Cogliere le opportunità della sostenibilità ambientale e dell’economia circolare per gestire le discontinuità di contesto causate dall’emergenza Covid-19

Gli accadimenti delle ultime settimane hanno invitato tutti noi a riflettere sulla virulenza che le discontinuità di contesto, qual è il Coronavirus (o Covid-19), possono avere sulla vita delle persone e sul tessuto industriale dei Paesi, sia in Europa che nel mondo. Soprattutto per il nostro Paese le ricadute sembrano essere significative: si parla nell’anno di una caduta del Prodotto Interno Lordo (PIL) che oscilla tra i 170 e i 270 miliardi di euro, ovvero una flessione di circa il 9,5% nell’ipotesi più ottimistica (come riporta un recente articolo de Il Messaggero) mentre, nell’ipotesi di caso peggiore, cioè nell’eventualità che la ripartenza sia più lenta, potremmo anche assistere a un meno 15% (da Repubblica – Economia&Finanza).

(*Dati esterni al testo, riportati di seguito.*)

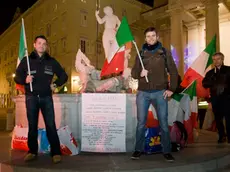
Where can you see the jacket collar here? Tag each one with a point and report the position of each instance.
(35, 55)
(152, 48)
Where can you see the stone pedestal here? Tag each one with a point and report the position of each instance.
(212, 22)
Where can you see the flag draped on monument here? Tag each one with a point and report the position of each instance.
(199, 68)
(114, 64)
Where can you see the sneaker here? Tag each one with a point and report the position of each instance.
(168, 157)
(30, 157)
(136, 155)
(56, 159)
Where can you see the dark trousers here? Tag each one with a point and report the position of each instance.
(33, 105)
(221, 109)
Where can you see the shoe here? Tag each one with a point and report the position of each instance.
(136, 155)
(30, 157)
(222, 140)
(168, 157)
(56, 159)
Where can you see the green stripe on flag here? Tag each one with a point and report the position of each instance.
(22, 48)
(210, 49)
(191, 90)
(177, 97)
(124, 34)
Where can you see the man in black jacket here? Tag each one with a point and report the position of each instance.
(218, 80)
(43, 67)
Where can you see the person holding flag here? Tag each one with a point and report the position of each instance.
(36, 72)
(218, 81)
(151, 67)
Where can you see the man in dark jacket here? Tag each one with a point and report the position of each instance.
(42, 67)
(218, 81)
(157, 62)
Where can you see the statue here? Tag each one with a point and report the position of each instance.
(90, 77)
(112, 23)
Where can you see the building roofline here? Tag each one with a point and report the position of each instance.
(26, 13)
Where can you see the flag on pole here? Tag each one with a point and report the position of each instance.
(21, 54)
(114, 64)
(191, 123)
(199, 68)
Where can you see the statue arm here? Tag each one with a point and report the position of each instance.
(99, 19)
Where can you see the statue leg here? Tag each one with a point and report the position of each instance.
(106, 44)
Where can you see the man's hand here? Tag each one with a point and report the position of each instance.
(53, 87)
(144, 73)
(29, 78)
(97, 12)
(167, 94)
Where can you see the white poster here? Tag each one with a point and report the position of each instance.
(103, 122)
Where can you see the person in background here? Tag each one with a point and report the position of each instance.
(218, 81)
(43, 67)
(157, 62)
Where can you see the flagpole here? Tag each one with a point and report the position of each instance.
(138, 53)
(26, 52)
(188, 86)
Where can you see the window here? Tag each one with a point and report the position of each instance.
(83, 18)
(82, 45)
(5, 56)
(54, 49)
(48, 30)
(124, 13)
(55, 7)
(63, 44)
(12, 52)
(63, 18)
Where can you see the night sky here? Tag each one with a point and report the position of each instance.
(8, 8)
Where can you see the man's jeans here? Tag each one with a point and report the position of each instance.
(33, 105)
(143, 101)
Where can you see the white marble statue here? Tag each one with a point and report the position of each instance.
(111, 23)
(90, 77)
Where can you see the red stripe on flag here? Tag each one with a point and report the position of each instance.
(192, 75)
(20, 88)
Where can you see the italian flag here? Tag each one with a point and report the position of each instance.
(21, 53)
(114, 64)
(199, 68)
(181, 107)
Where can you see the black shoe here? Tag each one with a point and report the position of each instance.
(168, 157)
(222, 140)
(136, 155)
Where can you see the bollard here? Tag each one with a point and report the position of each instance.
(10, 119)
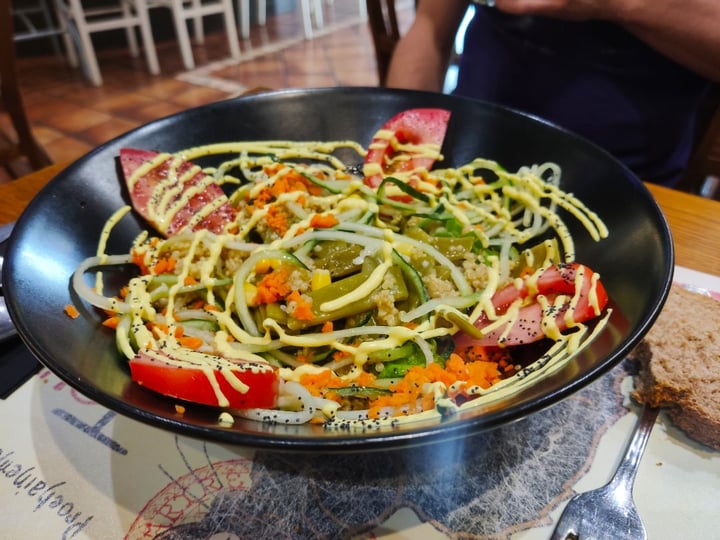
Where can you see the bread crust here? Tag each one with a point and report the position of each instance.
(679, 365)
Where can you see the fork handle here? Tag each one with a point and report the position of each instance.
(624, 476)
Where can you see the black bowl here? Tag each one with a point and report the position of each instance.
(61, 226)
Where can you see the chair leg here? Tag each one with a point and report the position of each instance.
(198, 30)
(307, 19)
(85, 44)
(127, 11)
(262, 12)
(183, 36)
(146, 33)
(10, 96)
(231, 30)
(244, 14)
(64, 26)
(318, 9)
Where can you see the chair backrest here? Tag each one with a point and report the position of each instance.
(23, 143)
(382, 19)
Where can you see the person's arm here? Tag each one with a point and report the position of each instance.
(421, 57)
(684, 30)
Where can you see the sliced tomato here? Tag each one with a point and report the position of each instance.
(527, 327)
(416, 126)
(162, 374)
(149, 189)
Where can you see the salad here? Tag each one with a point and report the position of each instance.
(288, 284)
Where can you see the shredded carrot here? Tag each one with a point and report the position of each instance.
(138, 259)
(277, 220)
(112, 322)
(273, 287)
(408, 392)
(190, 342)
(317, 383)
(164, 266)
(262, 198)
(301, 308)
(291, 181)
(323, 221)
(159, 330)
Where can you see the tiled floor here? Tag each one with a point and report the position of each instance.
(69, 117)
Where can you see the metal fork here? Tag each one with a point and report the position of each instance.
(609, 512)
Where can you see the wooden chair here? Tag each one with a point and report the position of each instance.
(22, 143)
(196, 10)
(104, 17)
(382, 19)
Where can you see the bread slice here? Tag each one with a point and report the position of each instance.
(679, 364)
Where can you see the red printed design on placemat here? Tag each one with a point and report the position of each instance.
(187, 499)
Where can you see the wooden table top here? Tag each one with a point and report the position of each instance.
(694, 221)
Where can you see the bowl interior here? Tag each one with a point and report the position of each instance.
(61, 226)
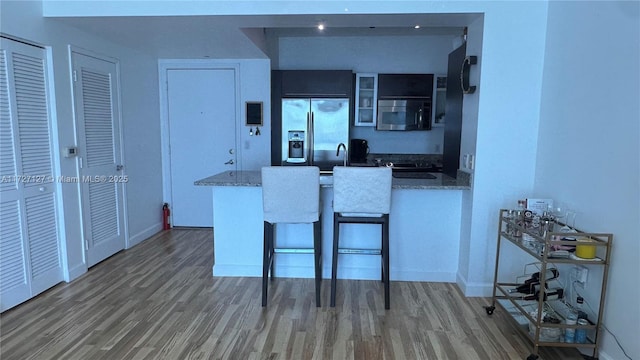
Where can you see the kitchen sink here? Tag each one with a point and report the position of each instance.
(413, 175)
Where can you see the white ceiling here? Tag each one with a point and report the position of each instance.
(202, 36)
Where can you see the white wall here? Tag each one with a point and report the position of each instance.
(140, 114)
(588, 144)
(379, 54)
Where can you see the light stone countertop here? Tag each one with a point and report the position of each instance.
(253, 178)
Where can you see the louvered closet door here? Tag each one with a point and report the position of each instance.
(103, 180)
(30, 248)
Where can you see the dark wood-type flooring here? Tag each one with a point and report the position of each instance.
(159, 300)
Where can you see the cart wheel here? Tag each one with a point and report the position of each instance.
(489, 309)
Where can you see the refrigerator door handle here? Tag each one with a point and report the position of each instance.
(311, 139)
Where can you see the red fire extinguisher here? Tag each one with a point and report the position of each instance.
(165, 216)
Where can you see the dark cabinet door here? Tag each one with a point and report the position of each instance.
(453, 109)
(405, 85)
(316, 83)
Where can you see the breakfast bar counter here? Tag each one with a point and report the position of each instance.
(424, 230)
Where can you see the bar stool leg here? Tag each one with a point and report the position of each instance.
(266, 252)
(272, 250)
(334, 260)
(385, 257)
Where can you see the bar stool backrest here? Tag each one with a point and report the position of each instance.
(361, 191)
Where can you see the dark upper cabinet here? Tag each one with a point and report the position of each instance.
(405, 85)
(316, 83)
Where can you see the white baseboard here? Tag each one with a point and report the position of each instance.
(144, 234)
(359, 273)
(76, 272)
(237, 270)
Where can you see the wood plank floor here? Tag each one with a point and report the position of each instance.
(159, 300)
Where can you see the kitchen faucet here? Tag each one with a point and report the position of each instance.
(346, 152)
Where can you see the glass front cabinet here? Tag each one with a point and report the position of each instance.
(366, 99)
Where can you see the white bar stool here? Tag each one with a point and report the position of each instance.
(291, 194)
(361, 195)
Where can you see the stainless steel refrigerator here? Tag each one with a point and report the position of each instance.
(325, 123)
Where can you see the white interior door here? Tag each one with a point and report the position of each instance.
(30, 258)
(202, 122)
(101, 170)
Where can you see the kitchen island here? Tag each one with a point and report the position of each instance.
(424, 230)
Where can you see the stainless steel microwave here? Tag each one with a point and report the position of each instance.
(404, 114)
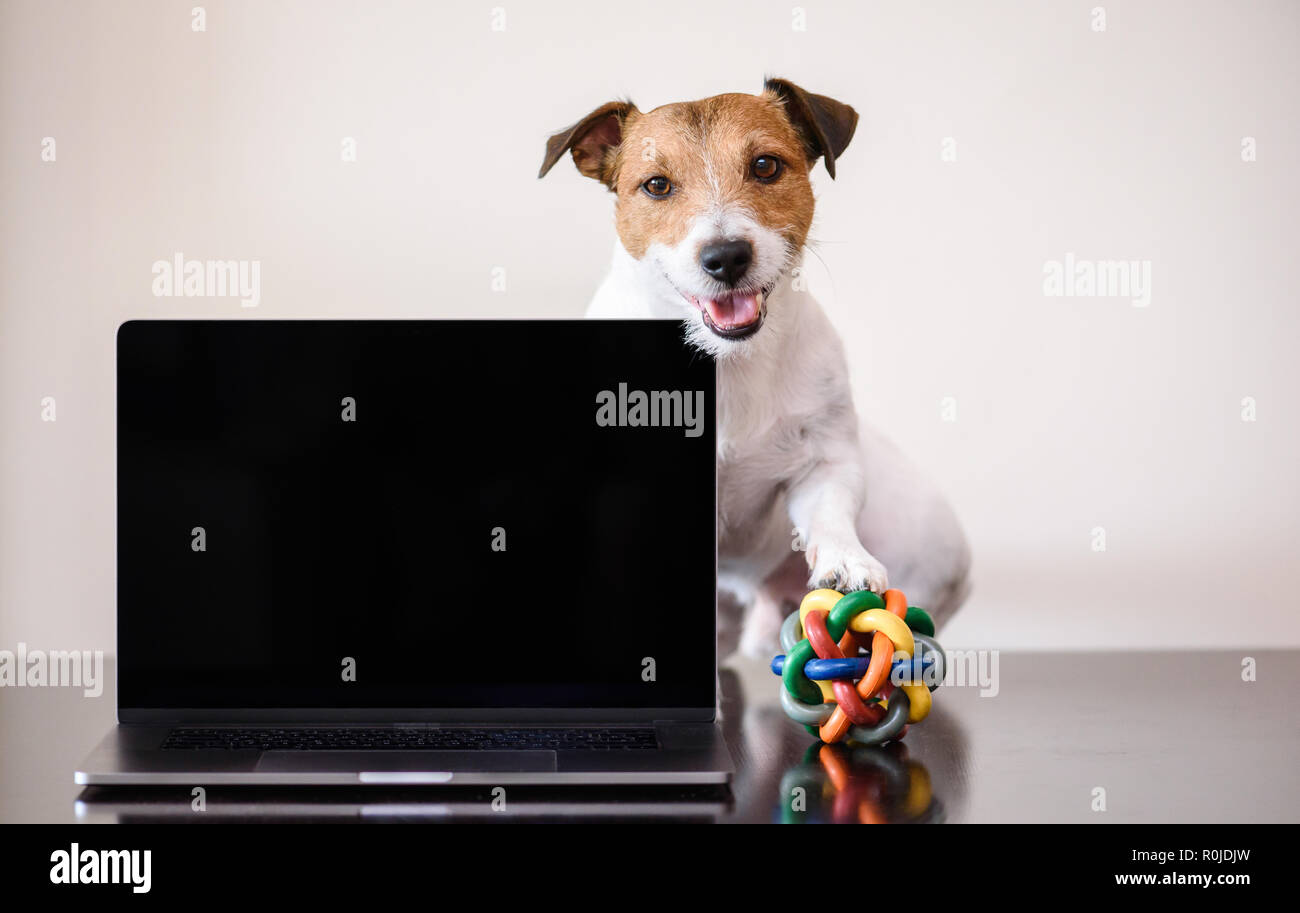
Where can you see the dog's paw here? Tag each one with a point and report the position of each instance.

Gli effetti del Coronavirus sembrano quindi essere devastanti: la pandemia rappresenta una vera e propria disruption di contesto che deve stimolare una nostra riflessione su quale ruolo i policymaker, le imprese e i singoli individui devono esercitare da qui al prossimo futuro.

Tra i tanti aspetti negativi che sono emersi, e.g., il numero delle morti e la recessione economica su tutti (e che non stiamo qui ad approfondire), ce ne sono però alcuni positivi: la riduzione della pressione sull’ambiente, l’adozione diffusa dello smart (o remote) working, la percezione dell’importanza della sussidiarietà e della collaborazione tra enti e società civile. In particolare, la riduzione dell’inquinamento forse non ha ancora meritato la giusta attenzione: l’ambiente è tornato a respirare, sia per la scarsa mobilità che per la riduzione del traffico, ed è proprio da azioni legate alla salvaguardia ambientale che dobbiamo concentrare i nostri sforzi per ripartire.

L’emergenza sanitaria causata dal Covid-19 è profondamente legata alle tematiche ambientali. In queste ultime settimane, sono stati diffusi svariati contributi che discutono o presentano analisi di dati sulla controversa relazione tra i livelli di inquinamento atmosferico e la pandemia (si veda ad esempio il recente studio della Harvard University).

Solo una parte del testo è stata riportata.